Nearly a decade later, the Biden administration says the threat of hacking into US oil and gas pipelines has never been greater. On Tuesday, Secretary of Homeland Security Alejandro N. Murcas said in a statement on Tuesday that the lives and livelihoods of the American people depend on our collective ability to protect our nation’s vital infrastructure from threats. Is.
The May directive “30 days to identify any deficiencies and related treatments to address cyber-related threats” and 30 days to report to the Department of Cyber Security and Infrastructure Security of TSA and Homeland Security. Has been set.
Shortly after taking office, Biden promised that improving cybersecurity would be a top priority. This month, they met with top advisers to discuss options for responding to a wave of Russian ransomware attacks on U.S. companies, including a Florida-based company on July 4 that Provides software to businesses that manage technology.
And on Monday, the White House said that China’s Ministry of State Security, which oversees intelligence, was behind an unusually aggressive and sophisticated attack in March on thousands of victims who relied on Microsoft Exchange’s mail servers.

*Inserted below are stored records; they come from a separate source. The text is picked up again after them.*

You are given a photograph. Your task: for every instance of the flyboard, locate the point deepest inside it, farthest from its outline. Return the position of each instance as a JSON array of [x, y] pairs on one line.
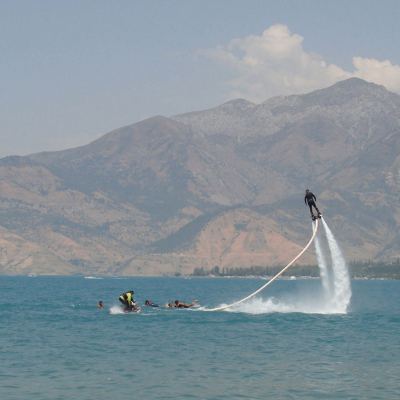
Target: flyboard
[[277, 275]]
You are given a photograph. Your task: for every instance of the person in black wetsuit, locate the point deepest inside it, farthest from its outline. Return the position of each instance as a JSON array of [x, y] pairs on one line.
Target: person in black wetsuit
[[309, 199]]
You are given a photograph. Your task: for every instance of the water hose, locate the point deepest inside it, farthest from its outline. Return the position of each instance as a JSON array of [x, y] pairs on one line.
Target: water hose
[[276, 276]]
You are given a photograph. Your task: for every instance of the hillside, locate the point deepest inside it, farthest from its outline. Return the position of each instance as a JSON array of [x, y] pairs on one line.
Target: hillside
[[217, 187]]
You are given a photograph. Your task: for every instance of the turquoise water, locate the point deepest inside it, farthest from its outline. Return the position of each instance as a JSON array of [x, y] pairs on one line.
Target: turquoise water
[[55, 343]]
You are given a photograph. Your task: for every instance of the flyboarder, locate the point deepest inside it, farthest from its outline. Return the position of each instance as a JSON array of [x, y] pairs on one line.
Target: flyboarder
[[309, 199], [126, 300]]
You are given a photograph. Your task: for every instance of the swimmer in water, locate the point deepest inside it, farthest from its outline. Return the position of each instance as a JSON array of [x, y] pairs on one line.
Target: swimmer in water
[[178, 304], [151, 304]]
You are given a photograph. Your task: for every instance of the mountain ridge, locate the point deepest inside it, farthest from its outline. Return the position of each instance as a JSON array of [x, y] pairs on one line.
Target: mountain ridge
[[212, 187]]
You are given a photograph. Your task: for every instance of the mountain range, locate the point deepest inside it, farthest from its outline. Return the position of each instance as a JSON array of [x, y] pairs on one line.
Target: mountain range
[[221, 187]]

In addition, the Justice Department on Monday charged four Chinese nationals with coordinating the hacking of trade secrets of companies in the aviation, defense, biopharmaceuticals and other industries.
According to the indictment, Chinese hackers work from front companies, some on Hainan Island, and Chinese universities not only to recruit hackers into the ranks of the government, but also to manage important business tasks such as salaries. Also work U.S. officials and security experts say the decentralized structure is intended to offer an acceptable denial of Chinese Foreign Ministry security.
The allegations also allege that Chinese “government-affiliated” hackers carried out ransom attacks while pursuing their own lucrative projects, confiscating millions of dollars from companies.
Eileen Sullivan Cooperation reporting.